Des Living Labs fleurissent dans le secteur de la santé et de l’autonomie. De quoi s’agit-il ?

Robert Picard. Il existe plusieurs centaines de Living Labs dans le monde, dont une part significative dans le champ de la santé et de l’autonomie. Au sein du Forum des Living Labs en santé et autonomie (LLSA), nous en dénombrons une trentaine en France. Leur ambition est d’imaginer et de proposer des solutions et équipements innovants. Pour cela, ils associent de nombreux acteurs, notamment des industriels soucieux d’intégrer de nouvelles valeurs d’usage dans leur offre, des investisseurs pour soutenir leur développement, des chercheurs et c’est là leur spécificité, ainsi que les futurs utilisateurs, des professionnels comme des usagers/patients.

Quelles sont leurs particularités ?

R. P. Un Living Lab est à la fois une organisation et une démarche. Celle-ci procède de deux courants de réflexion. Le premier a trait l’innovation ouverte, c’est-à-dire l’idée que l’on est plus innovant en partageant les idées et la recherche que seul dans son coin. La seconde notion qui les irrigue, c’est la conception participative. Le dispositif intègre tous les acteurs d’une filière, en particulier l’utilisateur final, qui peut ainsi partager ses attentes, besoins, connaissances, frustrations… dans la conception des solutions le concernant, conduisant à une offre industrielle adaptée et performante.

Qu’est-ce qui explique leur développement dans le secteur ?

R. P. Les dépenses de santé dépassent désormais 10 % du PIB, sans perspective de stabilisation, tandis que les budgets publics de santé sont déficitaires. Les personnes en situation précaire, plus nombreuses, sont aussi en moins bonne santé.

Dans ce contexte, notre système social et de santé, constitué d’écosystèmes morcelés où il n’est pas simple de recueillir les attentes des usagers, peine à trouver son équilibre et à relever les défis de santé publique qui se présentent à lui. Il nous faut trouver collectivement d’autres façons de concevoir des offres plus adaptées, attractives, moins coûteuses, avec le concours de tous.

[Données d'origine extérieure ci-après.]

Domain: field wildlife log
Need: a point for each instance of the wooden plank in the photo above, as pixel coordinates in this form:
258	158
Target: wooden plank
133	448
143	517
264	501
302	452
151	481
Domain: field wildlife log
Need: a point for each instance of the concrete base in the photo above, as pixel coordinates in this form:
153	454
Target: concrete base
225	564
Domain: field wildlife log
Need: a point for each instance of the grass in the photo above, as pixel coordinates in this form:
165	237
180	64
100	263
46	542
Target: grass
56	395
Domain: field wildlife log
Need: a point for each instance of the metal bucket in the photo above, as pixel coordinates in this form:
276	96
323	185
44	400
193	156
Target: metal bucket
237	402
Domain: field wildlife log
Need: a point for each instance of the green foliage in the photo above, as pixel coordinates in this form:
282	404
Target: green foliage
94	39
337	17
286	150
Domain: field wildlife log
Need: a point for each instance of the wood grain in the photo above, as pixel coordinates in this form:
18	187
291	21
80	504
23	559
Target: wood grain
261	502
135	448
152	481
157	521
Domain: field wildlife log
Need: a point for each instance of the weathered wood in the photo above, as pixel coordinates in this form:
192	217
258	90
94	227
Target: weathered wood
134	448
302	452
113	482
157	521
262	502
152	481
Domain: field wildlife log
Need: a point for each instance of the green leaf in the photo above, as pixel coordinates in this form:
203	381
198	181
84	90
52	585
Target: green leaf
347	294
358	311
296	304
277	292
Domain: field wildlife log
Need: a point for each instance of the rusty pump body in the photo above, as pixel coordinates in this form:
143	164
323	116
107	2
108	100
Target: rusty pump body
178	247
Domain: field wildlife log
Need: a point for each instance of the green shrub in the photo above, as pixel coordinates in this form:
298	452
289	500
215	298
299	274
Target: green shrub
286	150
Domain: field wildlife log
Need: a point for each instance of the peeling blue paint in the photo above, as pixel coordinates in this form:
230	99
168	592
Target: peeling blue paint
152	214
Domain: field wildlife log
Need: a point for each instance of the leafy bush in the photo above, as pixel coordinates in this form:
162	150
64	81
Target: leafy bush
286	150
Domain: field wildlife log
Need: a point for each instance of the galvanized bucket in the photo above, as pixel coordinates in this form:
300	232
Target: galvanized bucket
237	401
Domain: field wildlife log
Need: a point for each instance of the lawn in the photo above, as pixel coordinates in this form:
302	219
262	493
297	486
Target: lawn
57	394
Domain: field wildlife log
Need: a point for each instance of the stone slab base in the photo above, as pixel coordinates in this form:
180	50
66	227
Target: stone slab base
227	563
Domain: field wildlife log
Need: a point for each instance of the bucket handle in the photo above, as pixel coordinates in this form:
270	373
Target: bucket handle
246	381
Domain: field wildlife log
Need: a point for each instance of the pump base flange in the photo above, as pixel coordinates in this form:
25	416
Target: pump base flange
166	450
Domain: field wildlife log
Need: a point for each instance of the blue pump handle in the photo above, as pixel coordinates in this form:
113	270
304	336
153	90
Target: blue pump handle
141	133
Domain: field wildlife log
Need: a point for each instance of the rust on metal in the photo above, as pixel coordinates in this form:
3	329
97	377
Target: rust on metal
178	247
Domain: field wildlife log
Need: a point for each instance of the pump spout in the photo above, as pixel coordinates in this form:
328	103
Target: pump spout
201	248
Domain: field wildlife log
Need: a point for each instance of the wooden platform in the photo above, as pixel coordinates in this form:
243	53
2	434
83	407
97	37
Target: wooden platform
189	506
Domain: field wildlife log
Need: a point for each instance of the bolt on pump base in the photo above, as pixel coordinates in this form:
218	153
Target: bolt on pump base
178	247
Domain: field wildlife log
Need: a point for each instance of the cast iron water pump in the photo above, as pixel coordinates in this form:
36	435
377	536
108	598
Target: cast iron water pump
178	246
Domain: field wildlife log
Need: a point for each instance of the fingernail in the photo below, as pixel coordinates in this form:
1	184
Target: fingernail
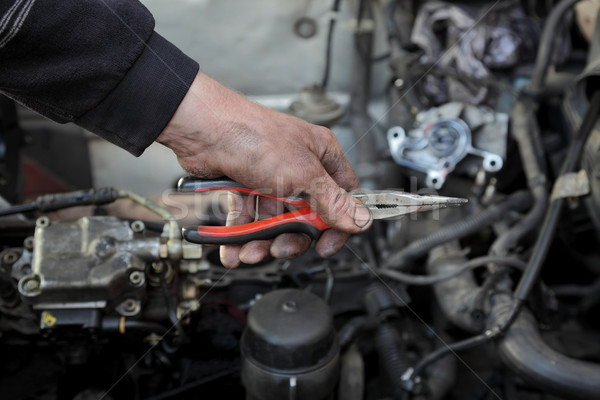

Une façon aussi pour le secteur de prendre résolument le virage technologique ?

R. P. Tout à fait. Dans une société technophile et connectée comme elle l’est, il y a des enjeux d’accessibilité à résoudre. Poser d’emblée, au sein d’un Living Lab, la question de l’ingénierie, des économies d’échelle, de l’adéquation, de la désirabilité et de l’acceptabilité d’une solution pour un public le plus large possible, facilite effectivement l’accessibilité.

L’effervescence autour de la Silver économie est-il un facilitateur?

R. P. Reconnaître les personnes âgées comme des acteurs économiques et sociaux à part entière est certes bienvenu. En outre, cela peut servir de levier pour mobiliser des intervenants et des financements. Mais cela ne peut être qu’une étape. Car les personnes âgées sont des personnes comme tout le monde, avec des besoins très variés. Elles veulent des tablettes comme tout le monde ! Selon moi, cette approche par le prisme d’une filière dédiée n’est pas structurant pour l’industrie et va à l’encontre de la conception universelle.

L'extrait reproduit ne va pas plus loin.